I was an ordinary child growing up in a family of modest means. My parents brought me out to New Zealand as a 6-year-old believing it would benefit their child. They are not musicians and there was rarely music in the house; neither were they overly ambitious and allowed me the freedom to cull my own interests in our new home. When I was 12 I accidentally chanced upon Concert FM. What I heard immediately piqued my curiosity. It was the first time I encountered “classical” music and, at an impressionable age, it struck me with considerable force.
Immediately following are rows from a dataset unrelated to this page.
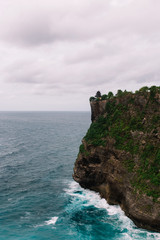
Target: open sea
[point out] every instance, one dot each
(38, 198)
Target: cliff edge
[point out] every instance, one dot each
(120, 155)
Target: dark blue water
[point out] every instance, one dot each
(38, 198)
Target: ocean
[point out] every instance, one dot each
(38, 197)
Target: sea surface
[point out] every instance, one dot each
(38, 197)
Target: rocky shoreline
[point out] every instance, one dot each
(105, 168)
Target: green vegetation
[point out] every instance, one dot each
(132, 124)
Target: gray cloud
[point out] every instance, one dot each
(50, 49)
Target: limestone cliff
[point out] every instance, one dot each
(120, 155)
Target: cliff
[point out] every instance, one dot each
(120, 154)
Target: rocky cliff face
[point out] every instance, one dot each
(120, 156)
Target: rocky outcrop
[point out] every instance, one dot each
(97, 109)
(116, 172)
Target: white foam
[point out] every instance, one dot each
(89, 198)
(52, 221)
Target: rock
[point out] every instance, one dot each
(119, 172)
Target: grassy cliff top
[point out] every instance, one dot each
(132, 120)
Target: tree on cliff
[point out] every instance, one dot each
(98, 94)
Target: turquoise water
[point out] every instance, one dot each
(38, 198)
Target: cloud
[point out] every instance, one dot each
(72, 48)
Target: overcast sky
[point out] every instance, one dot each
(54, 54)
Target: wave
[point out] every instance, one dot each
(52, 221)
(115, 216)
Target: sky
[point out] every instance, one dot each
(54, 54)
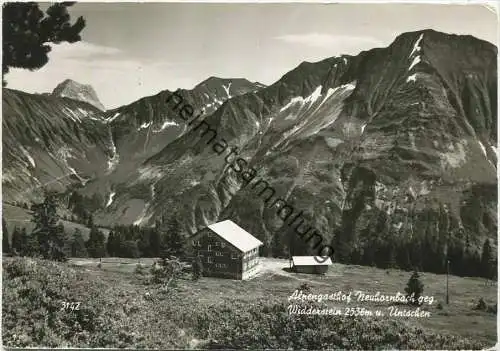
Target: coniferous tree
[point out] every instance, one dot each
(18, 246)
(110, 244)
(50, 236)
(278, 246)
(130, 249)
(78, 247)
(155, 243)
(197, 268)
(487, 260)
(96, 246)
(30, 244)
(28, 32)
(143, 243)
(5, 237)
(176, 243)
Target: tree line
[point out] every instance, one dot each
(50, 240)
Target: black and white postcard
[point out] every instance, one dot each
(253, 175)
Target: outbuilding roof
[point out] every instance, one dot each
(235, 235)
(311, 261)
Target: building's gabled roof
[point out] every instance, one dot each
(235, 235)
(311, 261)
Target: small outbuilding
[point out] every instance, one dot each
(310, 264)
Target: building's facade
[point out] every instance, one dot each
(310, 264)
(227, 251)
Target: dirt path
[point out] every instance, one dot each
(270, 267)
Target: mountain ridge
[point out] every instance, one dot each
(77, 91)
(396, 142)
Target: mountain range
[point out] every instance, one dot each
(391, 143)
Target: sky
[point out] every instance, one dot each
(132, 50)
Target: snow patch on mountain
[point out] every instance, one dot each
(143, 216)
(144, 125)
(28, 156)
(412, 78)
(115, 116)
(483, 149)
(363, 128)
(299, 99)
(146, 173)
(165, 125)
(417, 47)
(227, 89)
(115, 158)
(455, 156)
(415, 61)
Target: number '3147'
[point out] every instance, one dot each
(70, 306)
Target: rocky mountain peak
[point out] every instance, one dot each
(77, 91)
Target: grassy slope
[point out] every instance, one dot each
(22, 218)
(126, 312)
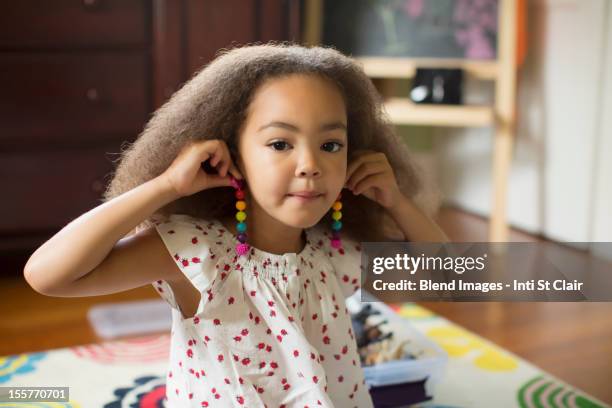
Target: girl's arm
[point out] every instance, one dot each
(90, 257)
(84, 245)
(416, 226)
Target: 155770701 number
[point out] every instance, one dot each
(34, 394)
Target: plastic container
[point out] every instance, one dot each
(407, 381)
(112, 320)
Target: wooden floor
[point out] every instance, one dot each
(572, 341)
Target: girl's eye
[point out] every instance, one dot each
(340, 145)
(278, 146)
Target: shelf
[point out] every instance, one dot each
(383, 67)
(402, 111)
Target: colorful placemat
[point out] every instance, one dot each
(131, 373)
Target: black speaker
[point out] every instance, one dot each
(437, 86)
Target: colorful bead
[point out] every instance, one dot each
(336, 242)
(242, 249)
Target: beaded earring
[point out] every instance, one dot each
(336, 224)
(242, 248)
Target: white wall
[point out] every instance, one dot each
(563, 144)
(602, 205)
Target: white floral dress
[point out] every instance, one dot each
(270, 330)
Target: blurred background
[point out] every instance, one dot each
(522, 154)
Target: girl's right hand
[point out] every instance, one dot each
(186, 175)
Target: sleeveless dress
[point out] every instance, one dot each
(270, 330)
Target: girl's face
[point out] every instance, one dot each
(294, 140)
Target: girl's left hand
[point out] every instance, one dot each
(371, 174)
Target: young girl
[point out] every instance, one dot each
(265, 136)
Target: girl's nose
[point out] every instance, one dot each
(308, 166)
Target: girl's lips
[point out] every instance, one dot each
(305, 199)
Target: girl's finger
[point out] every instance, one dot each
(235, 172)
(363, 158)
(368, 182)
(363, 171)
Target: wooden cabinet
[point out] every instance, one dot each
(79, 78)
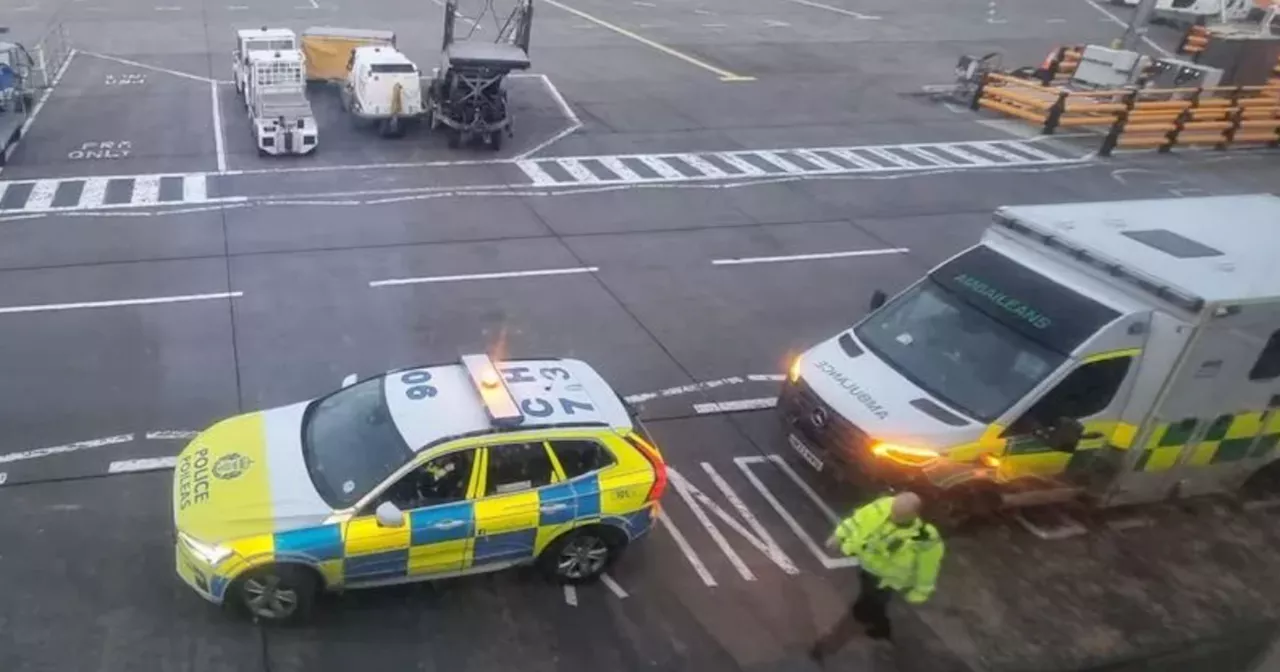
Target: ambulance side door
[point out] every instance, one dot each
(1093, 393)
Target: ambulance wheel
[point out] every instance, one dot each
(960, 507)
(1262, 484)
(581, 556)
(277, 593)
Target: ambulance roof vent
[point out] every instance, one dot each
(1110, 266)
(1173, 243)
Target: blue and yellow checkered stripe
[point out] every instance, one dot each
(1228, 438)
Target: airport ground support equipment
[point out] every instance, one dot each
(1098, 353)
(467, 95)
(383, 88)
(277, 101)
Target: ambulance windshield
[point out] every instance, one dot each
(982, 330)
(955, 352)
(351, 443)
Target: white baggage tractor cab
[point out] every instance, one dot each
(1118, 352)
(248, 41)
(383, 83)
(282, 117)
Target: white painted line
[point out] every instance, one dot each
(702, 165)
(1025, 149)
(804, 487)
(65, 448)
(778, 161)
(535, 173)
(146, 67)
(172, 434)
(769, 547)
(735, 406)
(891, 158)
(810, 257)
(827, 561)
(996, 150)
(813, 158)
(149, 464)
(219, 144)
(94, 192)
(49, 307)
(836, 9)
(684, 489)
(577, 170)
(620, 169)
(928, 156)
(484, 277)
(42, 195)
(968, 156)
(146, 191)
(193, 188)
(40, 104)
(1121, 23)
(690, 554)
(746, 168)
(661, 167)
(613, 586)
(867, 164)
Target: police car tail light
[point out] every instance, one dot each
(904, 455)
(659, 467)
(497, 398)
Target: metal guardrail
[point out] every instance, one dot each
(1130, 118)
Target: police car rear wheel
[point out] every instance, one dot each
(277, 594)
(580, 557)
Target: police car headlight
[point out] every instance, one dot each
(211, 553)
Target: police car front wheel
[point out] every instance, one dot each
(277, 593)
(581, 556)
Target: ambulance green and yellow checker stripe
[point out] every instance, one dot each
(1229, 438)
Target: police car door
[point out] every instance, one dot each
(508, 511)
(437, 501)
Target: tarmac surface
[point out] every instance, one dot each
(158, 275)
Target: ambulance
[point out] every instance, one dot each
(1109, 352)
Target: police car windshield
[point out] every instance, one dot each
(351, 443)
(955, 352)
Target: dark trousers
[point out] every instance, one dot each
(868, 615)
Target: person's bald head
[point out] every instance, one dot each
(905, 508)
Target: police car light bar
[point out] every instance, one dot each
(497, 398)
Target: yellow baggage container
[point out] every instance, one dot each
(328, 50)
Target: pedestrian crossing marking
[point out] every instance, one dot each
(801, 161)
(63, 195)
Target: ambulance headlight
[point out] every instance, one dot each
(213, 554)
(794, 371)
(904, 455)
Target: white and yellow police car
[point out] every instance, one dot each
(414, 475)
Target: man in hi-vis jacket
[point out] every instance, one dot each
(896, 552)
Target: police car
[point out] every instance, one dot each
(414, 475)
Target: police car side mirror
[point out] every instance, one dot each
(389, 515)
(878, 298)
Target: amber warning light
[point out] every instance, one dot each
(497, 398)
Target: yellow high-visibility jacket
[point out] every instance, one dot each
(904, 558)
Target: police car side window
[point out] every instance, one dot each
(439, 481)
(516, 467)
(579, 457)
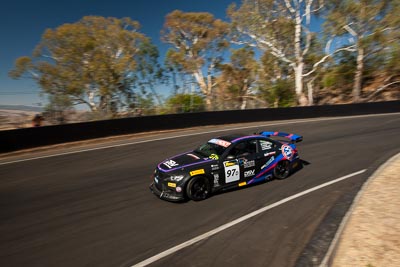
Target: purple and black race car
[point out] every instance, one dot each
(226, 162)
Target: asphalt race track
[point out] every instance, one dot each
(93, 208)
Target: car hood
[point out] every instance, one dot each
(182, 161)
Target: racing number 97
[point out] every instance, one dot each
(231, 172)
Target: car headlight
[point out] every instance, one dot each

An unfamiliar piece on the radio would immediately spur me on a hunt for a recording at the local library. These two sources fuelled my new-found passion. But soon growing increasingly discontent with this passive involvement, I begged my parents and eventually, overjoyed, received my first piano lesson. When I started attending my first concerts I was excited to recognise pieces I had once heard on the radio. As my passion and interest grew, Concert FM became my constant companion on my journey of discovery. Those charismatic presenters with their wit, contagious enthusiasm and wealth of knowledge were my guide, while the wonderfully diverse programmes, insightful interviews and news on all arts-related topics shaped and contributed immeasurably to my development.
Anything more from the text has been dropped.